The competition at OTAs and training camp will be fierce this summer for the Philadelphia Eagles. They are loaded with young talent, savvy veterans and up-and-coming rookies looking to make a splash in their first NFL season. There will be a handful of still talented players who won't make the final roster cut this fall.
There will be a handful of players that have been a part of the 53-man Eagles roster the past couple of seasons that get handed their walking papers. If you're not pegged to be a starter, your job is not safe. There is depth everywhere. When the Eagles have depth at linebacker, you know they have depth everywhere.
When there is this much competition, players can respond in two different ways. Some players step up their game and some fold under the pressure. Some players understand that they are privileged to be in this league, and they work for every opportunity they got, while others expect to be handed a roster spot and feel betrayed when they aren't.
It will be interesting to see how these players respond this summer. Here are 10 players that are on the hot seat and in danger of losing a spot on this team altogether.
It's a make-it-or-break-it type of summer for Mike Kafka. This is too important of a season for the Eagles to not have a backup quarterback that they can trust for any given week.
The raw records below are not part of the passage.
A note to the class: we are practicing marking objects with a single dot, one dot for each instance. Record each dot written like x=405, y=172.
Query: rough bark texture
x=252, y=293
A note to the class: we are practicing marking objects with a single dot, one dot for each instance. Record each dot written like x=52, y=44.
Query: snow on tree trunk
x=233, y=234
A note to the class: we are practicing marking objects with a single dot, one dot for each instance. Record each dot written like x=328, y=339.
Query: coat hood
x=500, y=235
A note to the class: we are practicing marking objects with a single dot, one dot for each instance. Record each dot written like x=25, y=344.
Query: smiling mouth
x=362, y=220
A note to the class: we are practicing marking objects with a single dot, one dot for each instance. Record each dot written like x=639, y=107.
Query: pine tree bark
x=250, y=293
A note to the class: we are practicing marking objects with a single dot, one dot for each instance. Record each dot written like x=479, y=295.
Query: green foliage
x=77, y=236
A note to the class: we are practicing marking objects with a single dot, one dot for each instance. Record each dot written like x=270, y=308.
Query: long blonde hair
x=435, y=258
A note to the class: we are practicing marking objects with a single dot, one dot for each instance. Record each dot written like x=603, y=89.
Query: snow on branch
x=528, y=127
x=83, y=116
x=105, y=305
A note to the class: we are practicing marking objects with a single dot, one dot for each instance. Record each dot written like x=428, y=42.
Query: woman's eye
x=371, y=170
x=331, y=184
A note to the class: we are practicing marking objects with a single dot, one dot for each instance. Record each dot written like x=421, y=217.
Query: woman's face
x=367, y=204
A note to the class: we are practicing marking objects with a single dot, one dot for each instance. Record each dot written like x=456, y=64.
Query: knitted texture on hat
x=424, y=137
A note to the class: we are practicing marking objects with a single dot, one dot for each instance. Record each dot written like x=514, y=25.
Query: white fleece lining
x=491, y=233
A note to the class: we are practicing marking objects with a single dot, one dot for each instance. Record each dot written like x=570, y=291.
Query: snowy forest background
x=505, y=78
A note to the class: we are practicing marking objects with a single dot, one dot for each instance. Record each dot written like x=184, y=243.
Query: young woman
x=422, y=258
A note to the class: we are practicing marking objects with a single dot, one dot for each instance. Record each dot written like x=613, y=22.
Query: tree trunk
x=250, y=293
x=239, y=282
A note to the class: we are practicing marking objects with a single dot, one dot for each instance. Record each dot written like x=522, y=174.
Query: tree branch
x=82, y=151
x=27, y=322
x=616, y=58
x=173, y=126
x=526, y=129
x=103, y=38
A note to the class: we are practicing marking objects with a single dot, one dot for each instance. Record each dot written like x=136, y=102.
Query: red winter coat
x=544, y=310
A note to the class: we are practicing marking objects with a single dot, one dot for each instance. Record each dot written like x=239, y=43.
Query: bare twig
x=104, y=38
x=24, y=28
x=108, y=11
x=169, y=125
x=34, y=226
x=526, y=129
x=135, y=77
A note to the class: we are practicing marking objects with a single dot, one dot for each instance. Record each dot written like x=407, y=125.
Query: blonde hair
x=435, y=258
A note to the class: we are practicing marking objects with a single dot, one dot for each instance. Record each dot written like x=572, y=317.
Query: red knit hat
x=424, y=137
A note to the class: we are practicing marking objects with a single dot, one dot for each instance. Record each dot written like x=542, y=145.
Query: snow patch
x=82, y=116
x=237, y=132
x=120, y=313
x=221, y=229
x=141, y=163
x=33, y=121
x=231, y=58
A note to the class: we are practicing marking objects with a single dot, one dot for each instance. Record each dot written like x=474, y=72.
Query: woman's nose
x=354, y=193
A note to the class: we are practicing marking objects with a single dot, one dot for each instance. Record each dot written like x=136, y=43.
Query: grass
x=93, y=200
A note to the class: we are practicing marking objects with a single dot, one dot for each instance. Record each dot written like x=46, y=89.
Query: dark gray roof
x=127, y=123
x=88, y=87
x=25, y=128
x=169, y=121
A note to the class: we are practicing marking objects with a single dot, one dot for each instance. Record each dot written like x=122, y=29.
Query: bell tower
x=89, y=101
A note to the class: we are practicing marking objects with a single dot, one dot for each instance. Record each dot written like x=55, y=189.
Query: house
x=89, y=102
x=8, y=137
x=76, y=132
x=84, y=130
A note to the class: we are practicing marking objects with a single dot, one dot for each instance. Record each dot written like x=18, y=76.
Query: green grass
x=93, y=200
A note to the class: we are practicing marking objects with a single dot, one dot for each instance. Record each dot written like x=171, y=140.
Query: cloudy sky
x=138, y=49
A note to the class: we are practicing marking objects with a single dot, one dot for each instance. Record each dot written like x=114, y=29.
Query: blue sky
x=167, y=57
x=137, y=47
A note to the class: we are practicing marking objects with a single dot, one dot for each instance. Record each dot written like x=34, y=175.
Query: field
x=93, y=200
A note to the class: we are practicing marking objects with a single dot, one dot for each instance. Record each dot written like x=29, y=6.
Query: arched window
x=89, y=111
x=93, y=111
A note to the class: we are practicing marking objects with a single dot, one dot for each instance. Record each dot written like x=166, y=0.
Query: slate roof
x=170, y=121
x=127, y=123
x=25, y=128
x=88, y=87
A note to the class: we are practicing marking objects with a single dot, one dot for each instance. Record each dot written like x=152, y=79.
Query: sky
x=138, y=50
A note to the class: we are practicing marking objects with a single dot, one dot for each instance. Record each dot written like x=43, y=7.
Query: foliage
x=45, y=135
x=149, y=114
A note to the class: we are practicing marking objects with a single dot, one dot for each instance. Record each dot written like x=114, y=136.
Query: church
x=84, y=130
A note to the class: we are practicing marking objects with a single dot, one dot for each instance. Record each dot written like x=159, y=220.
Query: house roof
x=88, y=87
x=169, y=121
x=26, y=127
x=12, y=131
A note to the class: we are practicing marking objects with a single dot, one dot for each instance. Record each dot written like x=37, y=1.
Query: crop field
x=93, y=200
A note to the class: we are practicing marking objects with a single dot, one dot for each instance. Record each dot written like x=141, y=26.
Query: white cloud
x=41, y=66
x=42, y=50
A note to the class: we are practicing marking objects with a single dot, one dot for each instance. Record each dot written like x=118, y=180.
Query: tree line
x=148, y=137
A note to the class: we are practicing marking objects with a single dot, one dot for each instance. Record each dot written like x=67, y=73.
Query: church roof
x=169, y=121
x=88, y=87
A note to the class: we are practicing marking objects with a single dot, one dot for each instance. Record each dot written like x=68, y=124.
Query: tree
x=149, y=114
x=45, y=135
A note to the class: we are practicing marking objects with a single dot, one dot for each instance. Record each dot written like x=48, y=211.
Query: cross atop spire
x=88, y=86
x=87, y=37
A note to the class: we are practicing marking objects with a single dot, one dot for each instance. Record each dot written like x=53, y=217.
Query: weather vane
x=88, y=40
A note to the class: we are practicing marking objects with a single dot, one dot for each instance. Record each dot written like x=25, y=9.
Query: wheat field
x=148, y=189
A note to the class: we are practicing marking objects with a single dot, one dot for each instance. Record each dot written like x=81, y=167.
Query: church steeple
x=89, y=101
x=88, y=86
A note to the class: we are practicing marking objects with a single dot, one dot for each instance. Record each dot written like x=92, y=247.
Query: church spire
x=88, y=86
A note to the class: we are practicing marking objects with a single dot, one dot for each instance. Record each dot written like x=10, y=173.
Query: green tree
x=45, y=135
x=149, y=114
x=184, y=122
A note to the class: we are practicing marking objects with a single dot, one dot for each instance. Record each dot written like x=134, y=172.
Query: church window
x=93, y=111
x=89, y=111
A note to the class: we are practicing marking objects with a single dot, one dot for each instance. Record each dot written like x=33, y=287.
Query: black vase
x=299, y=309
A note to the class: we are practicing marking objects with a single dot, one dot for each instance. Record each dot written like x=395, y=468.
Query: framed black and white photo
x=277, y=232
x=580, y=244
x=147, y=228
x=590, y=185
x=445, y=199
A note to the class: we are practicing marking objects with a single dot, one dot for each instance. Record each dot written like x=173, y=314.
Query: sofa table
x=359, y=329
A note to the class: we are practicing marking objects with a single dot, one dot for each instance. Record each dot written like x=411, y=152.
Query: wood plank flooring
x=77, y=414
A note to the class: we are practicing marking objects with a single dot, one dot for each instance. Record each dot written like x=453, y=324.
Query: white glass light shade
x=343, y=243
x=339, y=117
If they don't believe in Kafka or his competition, Trent Edwards, they will be going after a veteran to get the job done.
Kafka does a lot of things well. He showed his ability in preseason last year when he led the Eagles in completion percentage, yards and quarterback rating. He also showed his ability when he came in for relief of Vick last season in Week 2. Kafka came in during the fourth quarter against the Atlanta Falcons and completed seven out of nine passes.
Kafka throws a pretty accurate, intermediate ball. He reads blitzes well and moves well in the pocket. What he hasn't shown is the ability to throw the deep ball. Defenses will start bringing their safeties up if he can't drive the ball deep and accurately.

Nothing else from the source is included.